Auch darin kann man manche Parallelen zur heutigen Situation erkennen. Das deutsche Kaiserreich betrieb eine nationalegoistische Wirtschaftspolitik zum einseitigen Schutz der deutschen Landwirtschaft vor Agrarimporten. Das erwies sich für die internationalen Beziehungen des Deutschen Reiches zu seinen europäischen Nachbarn als nachteilig. Heute betreibt die Bundesrepublik Deutschland eine nationalegoistische Wirtschaftspolitik zur einseitigen Förderung der deutschen Exporte. Bei der Lohn- und Arbeitsmarktpolitik, bei der Finanzierung der Energiewende und in vielen anderen Bereichen wird die deutsche Exportwirtschaft auf Kosten der Verbraucher und des Binnenmarkts bevorzugt. Das hat zwar die Zahl der Arbeitsplätze erhöht. Die soziale Ungleichheit in der Bundesrepublik ist dadurch allerdings beträchtlich angewachsen. Vor allem aber führt es zu gewaltigen Außenhandelsüberschüssen. Damit hat Deutschland sich nicht eben Freunde in Europa gemacht – ähnlich wie durch die Hochschutzzollpolitik in der Zeit Bismarcks. Ökonomisch war das ein zweischneidiges Schwert. Genauso wie die Begünstigung der heute zentralen exportindustriellen Interessen.
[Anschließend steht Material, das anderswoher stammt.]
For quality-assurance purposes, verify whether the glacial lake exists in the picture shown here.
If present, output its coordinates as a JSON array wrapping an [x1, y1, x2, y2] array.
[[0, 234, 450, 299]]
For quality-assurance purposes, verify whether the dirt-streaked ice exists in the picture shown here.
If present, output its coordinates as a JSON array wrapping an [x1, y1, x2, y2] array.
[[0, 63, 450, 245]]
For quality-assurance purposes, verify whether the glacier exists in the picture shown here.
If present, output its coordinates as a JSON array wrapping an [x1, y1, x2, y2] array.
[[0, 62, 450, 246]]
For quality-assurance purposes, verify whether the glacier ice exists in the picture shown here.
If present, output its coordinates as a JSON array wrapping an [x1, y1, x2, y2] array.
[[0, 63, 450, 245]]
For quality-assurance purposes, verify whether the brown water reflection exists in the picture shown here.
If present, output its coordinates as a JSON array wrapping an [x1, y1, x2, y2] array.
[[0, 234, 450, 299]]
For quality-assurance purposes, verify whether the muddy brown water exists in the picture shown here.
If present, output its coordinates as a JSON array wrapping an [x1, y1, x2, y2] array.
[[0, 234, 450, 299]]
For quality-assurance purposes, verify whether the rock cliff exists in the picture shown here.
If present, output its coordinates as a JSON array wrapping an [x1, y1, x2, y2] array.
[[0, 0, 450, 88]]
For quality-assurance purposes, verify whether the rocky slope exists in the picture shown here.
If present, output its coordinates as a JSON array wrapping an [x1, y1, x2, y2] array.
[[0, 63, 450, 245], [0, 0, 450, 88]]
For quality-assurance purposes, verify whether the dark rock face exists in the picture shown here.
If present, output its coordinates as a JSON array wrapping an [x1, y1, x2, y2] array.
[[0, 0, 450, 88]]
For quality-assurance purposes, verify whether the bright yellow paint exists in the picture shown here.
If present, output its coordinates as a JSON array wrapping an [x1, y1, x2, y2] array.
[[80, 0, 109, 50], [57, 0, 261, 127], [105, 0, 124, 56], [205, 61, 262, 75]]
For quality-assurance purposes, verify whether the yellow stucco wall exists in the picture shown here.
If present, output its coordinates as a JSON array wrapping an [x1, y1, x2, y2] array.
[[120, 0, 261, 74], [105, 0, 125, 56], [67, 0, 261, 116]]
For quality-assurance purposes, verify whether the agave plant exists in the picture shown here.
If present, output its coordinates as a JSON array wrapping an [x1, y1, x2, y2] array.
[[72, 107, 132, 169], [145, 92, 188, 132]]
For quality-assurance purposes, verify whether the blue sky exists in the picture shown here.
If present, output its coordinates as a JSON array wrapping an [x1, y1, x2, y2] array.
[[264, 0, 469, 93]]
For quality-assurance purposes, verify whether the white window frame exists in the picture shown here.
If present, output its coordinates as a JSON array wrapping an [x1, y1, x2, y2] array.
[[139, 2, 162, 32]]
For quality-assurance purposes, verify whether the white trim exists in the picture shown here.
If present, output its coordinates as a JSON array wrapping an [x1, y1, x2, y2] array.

Innenpolitische Versuchungen

In der Innenpolitik sind die Parallelen weniger offensichtlich. Anders als in der parlamentarischen Demokratie der Bundesrepublik lag das Machtzentrum im Kaiserreich beim Monarchen und dem von ihm ernannten Kanzler. Der demokratisch gewählte Reichstag war zwar ein zunehmend populäres Forum der Nation, aber nur mit beschränkten, vor allem negativen Kompetenzen ausgestattet. So konnte er der Regierung das Geld verweigern. Das nutzten die Parlamentarier, um die Interessen ihrer Klientel zu befriedigen und selbst Einfluss auszuüben. Politische Verantwortung übernehmen mussten sie nicht. Auch die Wähler gewöhnten sich daran, letzten Endes die Regierung für alles verantwortlich zu machen. Das Kaiserreich wurde deshalb zu einer Schönwetterautokratie: Als Frieden, Wohlstand und Wirtschaftswachstum im Ersten Weltkrieg endeten, waren auch die Tage seiner politischen Existenz gezählt.

Die Bundesrepublik hat eine andere Verfassungsstruktur. Doch weil parlamentarische Demokratie eine Dauerbaustelle ist, ist auch in ihr die Versuchung für Parteien und Wähler groß, statt der Übernahme von Verantwortung in Politik und Zivilgesellschaft allein mit anklagendem Finger auf „die da oben“ zu deuten. Wenn eine solche Mentalität die Überhand gewinnt, kann das gegenwärtige System sich leicht als Schönwetterdemokratie entpuppen – und in einer krisenhaften Situation ein vergleichbares Ende wie das Kaiserreich finden. 

Prof. Dr. Christoph Nonn ist Professor für Neueste Geschichte an der Heinrich-Heine-Universität Düsseldorf. Zu seinen Büchern gehören u.a. „Bismarck. Ein Preuße und sein Jahrhundert“ (2015) sowie zuletzt „12 Tage und ein halbes Jahrhundert. Eine Geschichte des deutschen Kaiserreichs 1871 bis 1918 “ (2020, beide C.H. Beck).